Generated April 2026 from current fund data.
Overview
AGG and LQD are both bond ETFs from BlackRock that pay monthly distributions, but they target different corners of the fixed-income market. AGG tracks the entire U.S. aggregate bond market—Treasuries, investment-grade corporates, mortgage-backed securities, and others—while LQD focuses exclusively on investment-grade corporate bonds. The difference in breadth drives meaningful shifts in yield, duration, and credit risk between them.
How they differ
AGG is a broad-based bond fund holding thousands of securities across all major bond categories, whereas LQD concentrates on corporate debt only. That single difference explains most of what follows. LQD's distribution rate sits at 4.61% versus AGG's 3.97%—the yield premium reflects corporate credit risk and tighter spreads in the current environment. LQD also carries higher beta (1.34 vs. 0.99), meaning it swings harder when rates or credit conditions shift. The expense ratio gap is small in absolute terms but meaningful relative to yield: AGG costs 0.03% while LQD costs 0.14%, a 4.7-fold difference. AGG is vastly larger at $138.7 billion in AUM compared to LQD's $28.9 billion, which translates to tighter bid-ask spreads and more predictable trading on AGG.
Who each is best for
AGG: Conservative income seekers or those building a core fixed-income holding who want broad diversification, minimal credit exposure, and lowest-cost access to the U.S. bond market; ideal for tax-advantaged accounts where monthly distributions don't trigger unnecessary trading.
LQD: Intermediate-risk investors comfortable with corporate credit exposure who seek higher yield and are willing to tolerate tighter spreads and wider price swings; suited for those using corporates as a tactical allocation or for yield-seeking strategies in lower-rate environments.
Key risks to know
- Rate sensitivity. LQD's higher beta means a 100 basis point rise in rates will likely drive a larger NAV decline than AGG. Both funds move with the broader rate environment, but LQD amplifies that movement.

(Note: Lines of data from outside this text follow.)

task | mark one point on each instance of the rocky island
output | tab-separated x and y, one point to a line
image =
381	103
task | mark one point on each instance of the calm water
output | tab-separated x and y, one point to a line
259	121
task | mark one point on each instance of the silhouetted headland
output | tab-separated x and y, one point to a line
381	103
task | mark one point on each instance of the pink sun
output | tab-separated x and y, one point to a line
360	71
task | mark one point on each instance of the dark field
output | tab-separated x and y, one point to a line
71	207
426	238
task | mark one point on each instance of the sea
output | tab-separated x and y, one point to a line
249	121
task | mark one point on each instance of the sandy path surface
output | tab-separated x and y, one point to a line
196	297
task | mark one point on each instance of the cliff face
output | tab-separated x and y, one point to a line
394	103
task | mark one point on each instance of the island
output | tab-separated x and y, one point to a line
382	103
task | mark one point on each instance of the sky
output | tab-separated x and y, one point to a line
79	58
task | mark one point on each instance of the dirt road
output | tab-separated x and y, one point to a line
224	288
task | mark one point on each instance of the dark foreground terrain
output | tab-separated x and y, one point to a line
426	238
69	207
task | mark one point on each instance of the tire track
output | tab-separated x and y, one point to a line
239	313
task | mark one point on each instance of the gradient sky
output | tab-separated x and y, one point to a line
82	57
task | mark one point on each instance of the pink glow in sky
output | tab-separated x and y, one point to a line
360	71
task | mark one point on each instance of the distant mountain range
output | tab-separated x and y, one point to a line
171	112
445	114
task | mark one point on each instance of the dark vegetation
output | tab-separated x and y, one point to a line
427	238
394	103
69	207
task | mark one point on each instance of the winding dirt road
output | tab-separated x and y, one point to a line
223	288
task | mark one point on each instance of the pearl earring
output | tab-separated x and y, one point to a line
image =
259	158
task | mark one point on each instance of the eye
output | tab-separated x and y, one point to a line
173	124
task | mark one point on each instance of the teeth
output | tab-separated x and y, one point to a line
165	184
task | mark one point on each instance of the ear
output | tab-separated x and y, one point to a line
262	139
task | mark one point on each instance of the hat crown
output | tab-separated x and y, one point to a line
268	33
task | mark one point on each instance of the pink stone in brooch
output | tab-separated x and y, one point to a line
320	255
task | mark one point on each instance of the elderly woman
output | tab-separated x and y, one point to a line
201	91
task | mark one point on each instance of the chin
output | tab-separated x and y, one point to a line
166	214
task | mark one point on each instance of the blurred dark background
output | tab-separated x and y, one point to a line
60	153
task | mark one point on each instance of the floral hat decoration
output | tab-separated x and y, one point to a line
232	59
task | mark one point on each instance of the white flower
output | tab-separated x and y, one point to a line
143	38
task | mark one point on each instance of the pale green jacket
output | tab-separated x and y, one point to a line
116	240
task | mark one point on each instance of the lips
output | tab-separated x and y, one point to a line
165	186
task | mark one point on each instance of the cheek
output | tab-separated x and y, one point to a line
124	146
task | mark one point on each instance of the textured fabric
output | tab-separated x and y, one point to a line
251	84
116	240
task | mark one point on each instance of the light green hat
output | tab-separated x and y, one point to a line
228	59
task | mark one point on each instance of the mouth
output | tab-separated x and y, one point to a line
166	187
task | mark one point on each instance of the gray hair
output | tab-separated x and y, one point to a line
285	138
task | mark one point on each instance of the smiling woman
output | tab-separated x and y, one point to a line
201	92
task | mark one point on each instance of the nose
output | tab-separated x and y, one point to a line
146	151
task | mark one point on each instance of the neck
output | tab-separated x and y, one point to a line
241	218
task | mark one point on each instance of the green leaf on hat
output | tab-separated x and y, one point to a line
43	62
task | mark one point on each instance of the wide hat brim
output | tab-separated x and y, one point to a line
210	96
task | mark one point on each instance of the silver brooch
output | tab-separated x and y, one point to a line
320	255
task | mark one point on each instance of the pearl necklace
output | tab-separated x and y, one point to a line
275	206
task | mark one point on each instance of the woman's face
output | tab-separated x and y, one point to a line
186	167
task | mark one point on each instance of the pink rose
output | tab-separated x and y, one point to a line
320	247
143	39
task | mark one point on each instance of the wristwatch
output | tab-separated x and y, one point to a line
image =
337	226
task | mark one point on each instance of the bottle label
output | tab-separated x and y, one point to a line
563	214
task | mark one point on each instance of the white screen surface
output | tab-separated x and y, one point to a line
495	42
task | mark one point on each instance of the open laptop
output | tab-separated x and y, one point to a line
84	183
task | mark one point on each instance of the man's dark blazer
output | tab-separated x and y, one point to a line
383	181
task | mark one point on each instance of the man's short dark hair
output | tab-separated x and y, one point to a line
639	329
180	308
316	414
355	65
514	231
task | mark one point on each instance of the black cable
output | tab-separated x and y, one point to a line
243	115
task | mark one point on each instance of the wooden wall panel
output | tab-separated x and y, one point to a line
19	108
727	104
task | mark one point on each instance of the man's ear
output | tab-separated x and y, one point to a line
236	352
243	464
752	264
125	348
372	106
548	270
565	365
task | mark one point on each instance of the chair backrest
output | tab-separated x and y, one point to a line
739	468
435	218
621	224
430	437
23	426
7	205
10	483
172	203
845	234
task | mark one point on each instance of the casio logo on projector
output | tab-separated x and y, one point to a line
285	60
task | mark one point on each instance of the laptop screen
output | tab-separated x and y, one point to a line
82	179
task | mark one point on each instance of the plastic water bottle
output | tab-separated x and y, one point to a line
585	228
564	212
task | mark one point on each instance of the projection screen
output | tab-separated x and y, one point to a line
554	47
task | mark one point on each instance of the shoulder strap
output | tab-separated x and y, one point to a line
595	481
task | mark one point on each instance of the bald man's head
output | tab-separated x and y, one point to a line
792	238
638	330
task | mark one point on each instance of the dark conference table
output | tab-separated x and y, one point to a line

- Credit deterioration. LQD holds no government bonds or mortgage-backed securities to cushion downturns. A recession or credit event that widens corporate spreads could compress LQD's NAV faster than AGG's.
- Yield sustainability. LQD's 4.61% yield sits above the historical average for investment-grade corporates; sustained widening of credit spreads or Fed tightening could pressure this rate downward over time.
- Concentration by sector. Corporate bond indices skew toward financials, energy, and industrials. LQD's sector weightings are narrower than AGG's, increasing sensitivity to sector-specific shocks.
Bottom line
If you want maximum diversification and minimal credit risk in a low-cost package, AGG is the natural choice. If you're willing to absorb corporate credit and interest-rate risk to pick up an extra 64 basis points of yield, LQD offers that trade-off—but only if your time horizon and cash flow needs can absorb the wider price swings. Neither is inherently "better"; the choice hinges on your portfolio's role and your tolerance for volatility. Past performance in a benign rate and credit environment doesn't predict how these funds will behave if conditions shift.
AI-generated analysis for educational purposes only. Verify important details independently; past performance does not guarantee future results.